Atos históricos da fundação da Igreja por Cristo



            A intenção e decisão consciente de criar a Igreja aparece em momentos sucessivos e em atos explícitos durante a vida de Jesus.

            O chamado especial de alguns discípulos (Mc 1,16-20//Mt 4,18-22; Lc 5,1-11; Jo 1,36-39; 15,16), e em seguida a escolha de doze entre eles aos quais comunica as suas faculdades, tendo Pedro à frente (Mc 3,14s). O número doze evoca as doze tribos que constituíram o antigo Israel (Mt 19,28; Lc 22,30). É possível que a intenção ainda não seja clara no momento do chamado, mas irá se tornar tal à medida que ficar evidente a recusa de Israel de reconhecer em Jesus o Messias. Jesus, rejeitado, era Messias sem povo; era preciso que adquirisse um povo através do resto de Israel que entra a formar o novo povo estabelecendo a conexão.



      Quais os dons e faculdades que Jesus transmitiu aos apóstolos?

      A sua presença eficaz (Mt 28,20) e a presença do Espírito (Jo 14,16s.25s; 15,26s; 16,7-15).

      A sua presença na eucaristia como sua memória a ser renovada (Lc 22,19; 1Co 11,24).

      A sua doutrina, palavra e oração (Mt 18,19s; Lc 11,1s).

      Uma estrutura baseada no colégio dos doze tendo Pedro à frente (Mc 3,13-19; Mt 16, 18s).

      A sua missão como um todo (Jo 17,18; 20,21; Mt 28,18s; Mc 16,15) e em especial a missão e o poder de perdoar (Mt 18,18; Jo 20, 21-23; mas como pode transmitir a eles o que é próprio somente de Deus?), de dirigir (Mt 16, 17-19), de pregar, exorcizar e batizar (Mc 3,14s; Mt 28, 18-20).

       Seria preciso analisar os discursos missionários: Mc 6, 7-13; Mt 10; Lc 9,1-6.

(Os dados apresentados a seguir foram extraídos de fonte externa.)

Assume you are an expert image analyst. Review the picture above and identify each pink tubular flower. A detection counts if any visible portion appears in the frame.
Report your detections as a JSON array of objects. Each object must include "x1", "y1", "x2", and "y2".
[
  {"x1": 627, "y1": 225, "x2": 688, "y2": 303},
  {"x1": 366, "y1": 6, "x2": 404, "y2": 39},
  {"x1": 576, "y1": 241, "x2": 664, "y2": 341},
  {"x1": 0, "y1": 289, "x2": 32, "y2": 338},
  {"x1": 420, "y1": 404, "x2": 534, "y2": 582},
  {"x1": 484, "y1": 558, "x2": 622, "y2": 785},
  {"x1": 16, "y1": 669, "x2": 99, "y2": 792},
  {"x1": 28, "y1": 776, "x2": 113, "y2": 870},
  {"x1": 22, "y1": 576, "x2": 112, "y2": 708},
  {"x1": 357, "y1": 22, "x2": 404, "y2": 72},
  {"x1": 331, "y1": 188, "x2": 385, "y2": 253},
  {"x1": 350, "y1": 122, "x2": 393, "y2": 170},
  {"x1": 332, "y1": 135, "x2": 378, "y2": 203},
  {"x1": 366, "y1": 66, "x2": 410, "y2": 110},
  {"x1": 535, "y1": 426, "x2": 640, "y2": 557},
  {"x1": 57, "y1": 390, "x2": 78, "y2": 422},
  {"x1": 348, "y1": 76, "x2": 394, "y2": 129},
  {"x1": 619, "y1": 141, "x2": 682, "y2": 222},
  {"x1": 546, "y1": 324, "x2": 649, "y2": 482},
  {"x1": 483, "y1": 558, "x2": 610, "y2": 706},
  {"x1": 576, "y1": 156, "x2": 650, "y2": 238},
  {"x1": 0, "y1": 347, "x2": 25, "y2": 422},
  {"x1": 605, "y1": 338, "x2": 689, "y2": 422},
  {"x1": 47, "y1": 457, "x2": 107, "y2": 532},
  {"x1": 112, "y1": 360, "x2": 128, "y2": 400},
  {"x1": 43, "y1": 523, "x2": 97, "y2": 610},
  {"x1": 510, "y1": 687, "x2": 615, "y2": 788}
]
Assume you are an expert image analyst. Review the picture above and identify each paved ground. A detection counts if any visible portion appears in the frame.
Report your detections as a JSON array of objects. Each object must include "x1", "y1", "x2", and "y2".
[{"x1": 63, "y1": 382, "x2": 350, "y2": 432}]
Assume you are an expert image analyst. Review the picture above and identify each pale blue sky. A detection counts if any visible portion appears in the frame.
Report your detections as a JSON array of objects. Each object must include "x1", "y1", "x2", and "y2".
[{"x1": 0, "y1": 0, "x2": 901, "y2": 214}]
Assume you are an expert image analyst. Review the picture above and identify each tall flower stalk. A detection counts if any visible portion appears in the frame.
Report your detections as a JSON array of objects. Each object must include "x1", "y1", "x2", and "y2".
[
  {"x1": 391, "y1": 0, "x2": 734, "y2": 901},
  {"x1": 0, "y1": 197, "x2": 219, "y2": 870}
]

            Habitualmente se diz que a Igreja nasceu no dia de Pentecostes. Isso vale se entendemos que ela foi concebida e mantida em gestação bem antes, através da obra e da pessoa histórica de Jesus. Daí a afirmação que Pentecostes constitui a manifestação pública da Igreja e o início do ministério dos apóstolos e discípulos. Note-se como, diferentemente do batismo que é individual, os apóstolos recebem como grupo, enquanto estão reunidos, as línguas de fogo do Espírito. A comunidade primitiva vive como grupo uniforme e distinto dentro de Jerusalém (At 2, 42-47; 4, 32-35; 5, 12-16). O Espírito é o dom por excelência do Cristo ressuscitado, dado aos que creram nele.

            A Igreja, prefigurada desde a origem do mundo pelo desígnio do Pai, preparada por Israel, instituída por Cristo e manifestada pelo Espírito, será consumada no fim dos tempos (Cat 759).

            Fundar não significa determinar todos os elementos e estruturas que constituem a Igreja atual, mas é dar início a algo permanente que se desenvolve e se adapta coerentemente a partir de um núcleo inicial.

           

A Igreja popular



            Expressão comum na América latina, significando a Igreja que nasce do povo, entendendo-se por povo a multidão dos pobres devido à opressão, marginalização e exclusão.

            A expressão pode ter um sentido válido quando se propõe uma presença maior da Igreja nas classes populares, uma preocupação pastoral em dar voz e vez àqueles que não as tem, e quando não se reduz sociologicamente o sentido de povo, embora seja evidente que as massas empobrecidas constituem a maioria da população latino-americana. A expressão representa uma reação a uma Igreja ligada preferentemente à elite política e econômica, contentando-se em relação aos pobres de promover obras assistencialistas. A Igreja é feita para o povo, não para si mesma, não para alguns privilegiados. O povo é convocado para uma participação consciente e ativa na vida da Igreja, deixando uma postura passiva e subalterna, dinamizando a vida eclesial.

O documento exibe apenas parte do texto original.